The owners did not feel like they needed to, because either you could not trust the reports or they did not emphasize it, so we will not emphasize it. As they have gotten better, now we are starting to think, okay, I need to look at my business reports, but now we really do not know what to do. What I am trying to say is that the industry has not necessarily guided an owner in any particular way. Not that the industry owes us that education, but the industry has also minimized the importance of those reports in the past. There are some EMRs out there that people are using.
We had a client, I remember, maybe 6 or 8 months ago, they were in an EMR system, in our coaching program, we require you to fill out your KPI dashboard. They are like, “We do not know how to get these KPIs from our EMR.” They are like, “We cannot find these things.” Their EMR just did not have it. It was an EMR that I had not heard of.
We are like, “You need to change your EMRs if you are going to run your business well.” They said that was life-changing when they went to an EMR that now has the manager reports and the KPIs that they need to track. They are like, “This is how we run our business. This is what KPIs look like.” It is super valuable information, but unless you have an EMR that you can trust the metrics, then you are really behind the A-Ball.
This brings me to the ROI in committing to finding clarity around your metrics, as it forces you to actually confront the problems that are actually holding you back. In this case, it was the EMR. If you had never made the decision that, “I am going to commit to building a business that actually has data that I can trust and rely on, and I am going to block time and commit to that. I am going to put my energy behind that.” If you do not take that step, you will live with that EMR for the next decade. You did, and it forces you to solve the real problems, because the real problem is not reimbursement rates. Those are problems.
Other external things that are circumstances that are outside and are causing you to struggle. The real problem is that you are not really focused on solving the right problem, because you do not know. Which brings us to the next really important point, which is that once you start having your data, it actually helps you make actual quality decisions. I was talking to a practice owner yesterday.
She was typical, “Adam, we have got 7% to 8% profit margins. We have declining reimbursements, we are struggling, we are having a hard time paying our team.” She had the data, the data was up, the data was clear, but based on her current compensation level, she could not afford it. Based on her current reimbursement levels, she could not afford to compensate her team the way that she was compensating them.
That makes that lends to make some hard decisions. People might not want to confront if they know that they do not have a right.
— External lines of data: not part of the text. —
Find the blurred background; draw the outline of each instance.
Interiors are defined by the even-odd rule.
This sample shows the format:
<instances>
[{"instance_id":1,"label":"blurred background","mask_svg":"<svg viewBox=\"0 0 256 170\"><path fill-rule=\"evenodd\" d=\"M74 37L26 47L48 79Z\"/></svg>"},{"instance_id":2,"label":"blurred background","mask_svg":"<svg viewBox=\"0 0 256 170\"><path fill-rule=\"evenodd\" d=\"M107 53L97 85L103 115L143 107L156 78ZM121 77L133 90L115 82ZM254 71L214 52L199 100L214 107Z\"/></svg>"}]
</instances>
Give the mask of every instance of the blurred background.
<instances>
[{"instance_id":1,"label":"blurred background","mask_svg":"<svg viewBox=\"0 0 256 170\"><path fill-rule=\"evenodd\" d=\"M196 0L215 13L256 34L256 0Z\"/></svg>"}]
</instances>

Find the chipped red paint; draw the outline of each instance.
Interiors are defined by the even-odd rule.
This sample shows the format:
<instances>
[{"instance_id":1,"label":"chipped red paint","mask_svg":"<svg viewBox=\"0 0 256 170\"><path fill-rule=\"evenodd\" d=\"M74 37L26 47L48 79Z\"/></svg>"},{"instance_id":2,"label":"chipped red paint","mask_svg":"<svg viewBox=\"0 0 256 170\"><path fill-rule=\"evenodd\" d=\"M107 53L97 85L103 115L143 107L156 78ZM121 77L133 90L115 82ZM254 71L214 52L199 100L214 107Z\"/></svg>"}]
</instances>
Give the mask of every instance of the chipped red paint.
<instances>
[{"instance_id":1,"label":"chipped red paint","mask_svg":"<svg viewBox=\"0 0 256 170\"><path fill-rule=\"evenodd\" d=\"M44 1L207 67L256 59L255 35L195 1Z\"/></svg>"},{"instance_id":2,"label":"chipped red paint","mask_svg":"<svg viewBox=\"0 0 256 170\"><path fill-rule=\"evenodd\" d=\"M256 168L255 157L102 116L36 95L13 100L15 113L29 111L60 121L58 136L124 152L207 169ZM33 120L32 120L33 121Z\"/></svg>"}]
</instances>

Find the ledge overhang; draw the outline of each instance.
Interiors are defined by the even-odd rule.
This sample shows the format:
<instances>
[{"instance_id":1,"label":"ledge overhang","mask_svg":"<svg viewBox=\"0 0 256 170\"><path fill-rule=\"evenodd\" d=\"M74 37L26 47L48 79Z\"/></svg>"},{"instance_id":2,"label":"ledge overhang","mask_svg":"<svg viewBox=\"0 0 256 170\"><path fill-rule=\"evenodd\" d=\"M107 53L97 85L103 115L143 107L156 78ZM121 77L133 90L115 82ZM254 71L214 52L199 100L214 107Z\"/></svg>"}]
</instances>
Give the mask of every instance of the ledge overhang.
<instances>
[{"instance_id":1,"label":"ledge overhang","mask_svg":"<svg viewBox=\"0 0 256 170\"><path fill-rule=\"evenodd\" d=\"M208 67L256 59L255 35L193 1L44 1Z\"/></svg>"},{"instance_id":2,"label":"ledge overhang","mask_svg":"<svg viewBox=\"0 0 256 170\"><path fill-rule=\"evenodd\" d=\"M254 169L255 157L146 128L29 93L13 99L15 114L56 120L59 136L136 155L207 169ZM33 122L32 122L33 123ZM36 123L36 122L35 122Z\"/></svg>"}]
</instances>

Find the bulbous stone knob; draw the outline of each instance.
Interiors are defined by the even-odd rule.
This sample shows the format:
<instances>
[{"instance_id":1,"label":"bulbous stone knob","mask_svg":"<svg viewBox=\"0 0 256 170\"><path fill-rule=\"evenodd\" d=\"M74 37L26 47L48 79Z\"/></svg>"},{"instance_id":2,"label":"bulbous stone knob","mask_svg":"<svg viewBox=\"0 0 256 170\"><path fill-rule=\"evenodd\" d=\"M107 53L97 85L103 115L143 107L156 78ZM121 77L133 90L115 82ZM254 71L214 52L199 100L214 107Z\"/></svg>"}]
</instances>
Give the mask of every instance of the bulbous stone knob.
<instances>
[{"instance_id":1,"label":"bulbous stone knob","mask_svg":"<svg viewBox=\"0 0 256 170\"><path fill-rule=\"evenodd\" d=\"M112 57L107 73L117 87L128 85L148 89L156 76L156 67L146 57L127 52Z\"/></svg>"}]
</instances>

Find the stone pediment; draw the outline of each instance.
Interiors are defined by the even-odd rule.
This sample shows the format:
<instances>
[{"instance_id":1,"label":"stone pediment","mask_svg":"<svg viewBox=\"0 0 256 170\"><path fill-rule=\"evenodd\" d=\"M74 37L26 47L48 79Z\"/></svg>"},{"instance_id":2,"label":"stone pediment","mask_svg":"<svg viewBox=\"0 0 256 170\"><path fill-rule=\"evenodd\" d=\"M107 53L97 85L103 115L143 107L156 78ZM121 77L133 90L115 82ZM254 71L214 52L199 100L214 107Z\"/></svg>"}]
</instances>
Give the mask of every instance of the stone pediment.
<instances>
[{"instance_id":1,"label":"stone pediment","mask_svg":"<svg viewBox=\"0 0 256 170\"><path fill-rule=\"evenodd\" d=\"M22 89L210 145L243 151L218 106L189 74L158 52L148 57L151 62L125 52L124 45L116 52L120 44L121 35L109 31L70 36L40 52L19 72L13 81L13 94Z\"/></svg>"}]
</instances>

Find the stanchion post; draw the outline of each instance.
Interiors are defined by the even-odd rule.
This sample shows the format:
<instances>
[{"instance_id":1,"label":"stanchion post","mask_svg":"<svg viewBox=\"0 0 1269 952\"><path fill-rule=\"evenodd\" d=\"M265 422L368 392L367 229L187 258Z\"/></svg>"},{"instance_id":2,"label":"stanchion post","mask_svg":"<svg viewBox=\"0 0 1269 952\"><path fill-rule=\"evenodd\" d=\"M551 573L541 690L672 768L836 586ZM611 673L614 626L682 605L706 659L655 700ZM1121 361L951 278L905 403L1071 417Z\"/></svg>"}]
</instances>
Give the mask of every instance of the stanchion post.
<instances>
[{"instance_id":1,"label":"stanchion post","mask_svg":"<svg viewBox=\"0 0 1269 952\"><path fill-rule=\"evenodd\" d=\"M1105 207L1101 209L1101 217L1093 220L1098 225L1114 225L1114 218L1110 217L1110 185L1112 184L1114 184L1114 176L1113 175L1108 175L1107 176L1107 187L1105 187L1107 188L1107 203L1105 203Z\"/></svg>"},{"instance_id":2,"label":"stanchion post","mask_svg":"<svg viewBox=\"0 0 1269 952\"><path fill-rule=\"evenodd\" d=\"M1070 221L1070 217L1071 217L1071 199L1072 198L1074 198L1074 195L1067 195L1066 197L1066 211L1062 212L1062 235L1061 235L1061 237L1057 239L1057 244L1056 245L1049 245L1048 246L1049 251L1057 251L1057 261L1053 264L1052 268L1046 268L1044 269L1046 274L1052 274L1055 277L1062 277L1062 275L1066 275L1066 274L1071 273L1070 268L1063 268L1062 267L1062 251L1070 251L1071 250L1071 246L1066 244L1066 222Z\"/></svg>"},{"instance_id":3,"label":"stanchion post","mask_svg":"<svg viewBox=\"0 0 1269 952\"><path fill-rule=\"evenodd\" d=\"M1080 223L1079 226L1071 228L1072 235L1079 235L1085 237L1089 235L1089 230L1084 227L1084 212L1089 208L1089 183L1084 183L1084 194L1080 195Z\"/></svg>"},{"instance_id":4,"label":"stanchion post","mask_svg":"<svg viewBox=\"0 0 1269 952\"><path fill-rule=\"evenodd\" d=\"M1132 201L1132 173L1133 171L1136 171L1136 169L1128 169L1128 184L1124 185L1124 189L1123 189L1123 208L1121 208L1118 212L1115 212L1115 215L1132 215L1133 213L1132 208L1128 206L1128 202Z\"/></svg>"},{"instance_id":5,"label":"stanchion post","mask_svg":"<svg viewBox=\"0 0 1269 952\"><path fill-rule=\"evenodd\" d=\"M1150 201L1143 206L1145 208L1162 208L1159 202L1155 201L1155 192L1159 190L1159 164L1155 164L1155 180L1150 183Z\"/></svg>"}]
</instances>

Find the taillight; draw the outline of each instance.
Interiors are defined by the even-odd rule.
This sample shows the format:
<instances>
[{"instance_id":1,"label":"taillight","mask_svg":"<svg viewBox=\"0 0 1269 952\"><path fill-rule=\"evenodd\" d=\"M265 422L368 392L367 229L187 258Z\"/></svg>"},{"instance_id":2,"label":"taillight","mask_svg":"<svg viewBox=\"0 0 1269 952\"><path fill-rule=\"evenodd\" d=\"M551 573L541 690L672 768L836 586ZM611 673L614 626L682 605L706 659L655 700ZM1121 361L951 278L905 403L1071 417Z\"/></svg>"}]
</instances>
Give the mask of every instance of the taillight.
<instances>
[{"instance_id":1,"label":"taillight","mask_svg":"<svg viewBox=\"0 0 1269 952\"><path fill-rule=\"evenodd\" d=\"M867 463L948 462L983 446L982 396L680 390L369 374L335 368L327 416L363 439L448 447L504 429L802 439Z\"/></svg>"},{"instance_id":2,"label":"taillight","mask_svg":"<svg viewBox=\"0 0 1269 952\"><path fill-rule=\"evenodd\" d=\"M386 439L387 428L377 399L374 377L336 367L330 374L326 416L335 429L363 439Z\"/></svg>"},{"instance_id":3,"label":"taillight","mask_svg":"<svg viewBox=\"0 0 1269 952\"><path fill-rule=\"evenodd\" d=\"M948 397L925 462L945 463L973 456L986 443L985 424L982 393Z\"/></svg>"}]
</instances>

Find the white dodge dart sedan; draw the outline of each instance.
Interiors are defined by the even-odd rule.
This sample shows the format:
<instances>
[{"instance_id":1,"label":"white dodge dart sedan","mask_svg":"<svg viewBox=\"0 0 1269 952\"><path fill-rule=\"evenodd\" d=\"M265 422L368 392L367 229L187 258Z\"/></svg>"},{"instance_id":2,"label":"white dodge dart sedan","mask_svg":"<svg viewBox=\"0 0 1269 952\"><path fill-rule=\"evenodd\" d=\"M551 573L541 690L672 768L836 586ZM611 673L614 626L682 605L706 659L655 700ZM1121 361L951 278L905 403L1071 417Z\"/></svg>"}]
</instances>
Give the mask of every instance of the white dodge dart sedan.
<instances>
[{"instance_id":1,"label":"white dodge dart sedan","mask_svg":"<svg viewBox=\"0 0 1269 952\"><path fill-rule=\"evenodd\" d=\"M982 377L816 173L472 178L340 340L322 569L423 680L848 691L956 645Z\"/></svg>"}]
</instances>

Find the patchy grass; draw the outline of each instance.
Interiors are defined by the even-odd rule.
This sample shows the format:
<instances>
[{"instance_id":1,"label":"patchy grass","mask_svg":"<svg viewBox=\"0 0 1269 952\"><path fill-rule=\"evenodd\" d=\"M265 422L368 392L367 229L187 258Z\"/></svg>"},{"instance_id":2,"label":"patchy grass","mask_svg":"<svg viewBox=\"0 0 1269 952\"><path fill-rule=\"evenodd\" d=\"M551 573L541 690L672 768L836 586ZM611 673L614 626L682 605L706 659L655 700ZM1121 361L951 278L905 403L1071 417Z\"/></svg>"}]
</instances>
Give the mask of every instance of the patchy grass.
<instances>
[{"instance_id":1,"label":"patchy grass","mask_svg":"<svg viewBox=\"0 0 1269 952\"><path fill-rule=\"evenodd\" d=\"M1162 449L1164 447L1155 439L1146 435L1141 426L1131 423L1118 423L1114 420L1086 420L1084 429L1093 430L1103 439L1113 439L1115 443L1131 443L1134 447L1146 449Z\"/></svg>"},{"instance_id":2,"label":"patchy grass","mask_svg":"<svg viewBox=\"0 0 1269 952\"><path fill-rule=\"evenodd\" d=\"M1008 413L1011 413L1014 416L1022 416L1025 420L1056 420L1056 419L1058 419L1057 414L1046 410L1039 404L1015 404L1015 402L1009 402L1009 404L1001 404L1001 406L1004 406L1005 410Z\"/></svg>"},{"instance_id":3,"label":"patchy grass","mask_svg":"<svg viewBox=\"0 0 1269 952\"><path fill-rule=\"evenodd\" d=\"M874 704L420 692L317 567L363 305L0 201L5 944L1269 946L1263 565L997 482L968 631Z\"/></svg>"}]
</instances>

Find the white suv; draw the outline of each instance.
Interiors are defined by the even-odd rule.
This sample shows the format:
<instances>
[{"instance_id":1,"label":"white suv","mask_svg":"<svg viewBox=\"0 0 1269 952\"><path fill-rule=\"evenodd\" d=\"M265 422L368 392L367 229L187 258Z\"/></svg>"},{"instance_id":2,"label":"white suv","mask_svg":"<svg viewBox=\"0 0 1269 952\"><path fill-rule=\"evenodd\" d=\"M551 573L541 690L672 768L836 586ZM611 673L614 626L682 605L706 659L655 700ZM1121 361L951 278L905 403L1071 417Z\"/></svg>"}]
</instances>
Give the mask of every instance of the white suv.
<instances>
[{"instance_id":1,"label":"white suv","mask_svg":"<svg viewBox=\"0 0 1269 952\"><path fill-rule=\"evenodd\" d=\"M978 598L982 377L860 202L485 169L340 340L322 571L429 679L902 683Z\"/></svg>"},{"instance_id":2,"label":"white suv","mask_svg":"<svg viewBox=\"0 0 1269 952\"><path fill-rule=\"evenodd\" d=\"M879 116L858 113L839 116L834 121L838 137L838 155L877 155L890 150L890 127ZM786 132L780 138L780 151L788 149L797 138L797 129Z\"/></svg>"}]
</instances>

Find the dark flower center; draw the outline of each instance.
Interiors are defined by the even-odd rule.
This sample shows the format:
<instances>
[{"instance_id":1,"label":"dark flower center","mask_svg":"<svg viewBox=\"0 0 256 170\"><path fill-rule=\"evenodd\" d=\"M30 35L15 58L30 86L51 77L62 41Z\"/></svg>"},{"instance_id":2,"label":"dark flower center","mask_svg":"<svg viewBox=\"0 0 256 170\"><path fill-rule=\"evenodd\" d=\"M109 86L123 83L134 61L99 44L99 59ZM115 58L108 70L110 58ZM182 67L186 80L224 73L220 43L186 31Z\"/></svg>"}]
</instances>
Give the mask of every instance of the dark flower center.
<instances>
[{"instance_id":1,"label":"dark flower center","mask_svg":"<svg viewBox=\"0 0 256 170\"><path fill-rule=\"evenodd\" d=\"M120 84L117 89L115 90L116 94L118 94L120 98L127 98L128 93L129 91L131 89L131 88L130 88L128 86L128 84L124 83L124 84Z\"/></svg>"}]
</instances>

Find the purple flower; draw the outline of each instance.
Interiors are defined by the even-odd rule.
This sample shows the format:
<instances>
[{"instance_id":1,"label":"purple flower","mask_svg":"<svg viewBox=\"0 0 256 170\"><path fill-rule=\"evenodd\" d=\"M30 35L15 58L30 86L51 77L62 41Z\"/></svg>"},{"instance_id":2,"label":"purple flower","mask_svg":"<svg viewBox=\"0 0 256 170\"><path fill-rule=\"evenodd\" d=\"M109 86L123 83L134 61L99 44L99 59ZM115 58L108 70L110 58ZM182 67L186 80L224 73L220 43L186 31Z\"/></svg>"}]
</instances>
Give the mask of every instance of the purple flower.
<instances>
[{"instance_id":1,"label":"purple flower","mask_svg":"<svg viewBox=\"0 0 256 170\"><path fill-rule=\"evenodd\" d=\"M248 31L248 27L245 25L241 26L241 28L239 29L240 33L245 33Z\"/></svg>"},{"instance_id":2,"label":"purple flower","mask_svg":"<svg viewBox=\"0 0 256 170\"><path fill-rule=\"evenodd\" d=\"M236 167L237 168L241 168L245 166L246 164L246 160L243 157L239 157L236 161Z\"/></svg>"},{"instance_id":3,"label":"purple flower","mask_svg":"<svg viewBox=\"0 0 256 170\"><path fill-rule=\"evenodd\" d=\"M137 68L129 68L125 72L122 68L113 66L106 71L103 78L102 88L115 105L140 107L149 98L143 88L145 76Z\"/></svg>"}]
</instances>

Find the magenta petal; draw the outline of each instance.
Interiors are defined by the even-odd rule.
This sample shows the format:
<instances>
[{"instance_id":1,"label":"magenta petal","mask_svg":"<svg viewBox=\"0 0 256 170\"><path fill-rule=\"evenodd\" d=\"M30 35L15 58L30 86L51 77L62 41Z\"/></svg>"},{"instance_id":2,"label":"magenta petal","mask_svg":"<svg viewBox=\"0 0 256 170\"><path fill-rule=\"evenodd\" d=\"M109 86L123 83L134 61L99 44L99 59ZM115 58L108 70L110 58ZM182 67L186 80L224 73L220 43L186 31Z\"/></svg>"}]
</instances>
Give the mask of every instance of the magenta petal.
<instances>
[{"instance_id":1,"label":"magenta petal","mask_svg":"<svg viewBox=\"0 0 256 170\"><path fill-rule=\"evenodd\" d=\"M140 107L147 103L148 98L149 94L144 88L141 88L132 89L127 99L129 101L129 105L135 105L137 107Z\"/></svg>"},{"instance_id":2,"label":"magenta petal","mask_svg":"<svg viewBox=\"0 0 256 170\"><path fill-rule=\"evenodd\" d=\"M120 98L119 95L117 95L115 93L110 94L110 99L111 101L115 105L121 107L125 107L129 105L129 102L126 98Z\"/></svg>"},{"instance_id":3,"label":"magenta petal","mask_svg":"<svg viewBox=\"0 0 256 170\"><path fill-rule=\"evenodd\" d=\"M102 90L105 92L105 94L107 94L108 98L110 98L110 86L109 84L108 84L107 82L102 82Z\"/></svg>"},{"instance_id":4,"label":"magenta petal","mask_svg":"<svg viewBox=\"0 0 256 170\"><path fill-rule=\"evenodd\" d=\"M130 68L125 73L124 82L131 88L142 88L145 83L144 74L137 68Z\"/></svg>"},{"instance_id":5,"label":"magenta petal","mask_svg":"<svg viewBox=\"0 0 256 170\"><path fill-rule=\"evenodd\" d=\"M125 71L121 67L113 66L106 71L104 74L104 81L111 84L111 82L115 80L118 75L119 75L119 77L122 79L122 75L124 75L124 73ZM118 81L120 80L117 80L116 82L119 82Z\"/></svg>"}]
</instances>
There are a lot of different ways we can attack that problem, but now let's actually solve the problem. Let's actually solve the problem. What can we do to raise reimbursement rates? Can we create a, can we drop low payers, can we renegotiate, can we create productivity incentives? “Here is the problem, let's solve it. Let's use data to actually drive, and we came to that reality, came to that conclusion.” Her goal was to walk away from our call with clarity on what I need to be focusing on. She is like, “I need to get a new bill.” “No. Right here.”
It is you on the other end of this call.
I have got some AR money out there, but it is not going to make a big difference for you. This is the big needle mover for you. We confronted that, and in here came the buts. But our models like this, but one of the things that separates us is the way that we do this. That is an interesting point.
Can I dive into that a little bit?
Yeah.
That is the next thing that we have to solve right there. Those are two purposes that are coming up against each other. We treat this way to get the results that we want because that is how we expect our patients to be treated under the XYZ clinic. The other purpose is that this model is not making us money.
We are going under.
I cannot live a life of happiness and freedom because I am awake every night trying to figure out payroll. A profitable company buts up against the purpose and the way we do things in our organization. You are at a flexion point there, and something needs to give. It is really cool that you used to have that experience because she came to the realization that there is one metric in particular that is ruining her company. If, without looking at her numbers, I would propose it is probably her compensation ratio.
Which is 90% of the problem in the industry, by the way.
Managing The Employee Compensation Ratio Metric
This is true. I was going to say, if we did not get through this without me listing some of the metrics that are like high-level, make the most impact in your business, that would be remiss of us. The one that I am thinking of right here, and it comes off the top of my head for almost everybody, is the compensation ratio. What is your compensation to employees, including all benefits, paid time off, con-ed, health benefits, etc? All of that compensation in relation to your gross revenues.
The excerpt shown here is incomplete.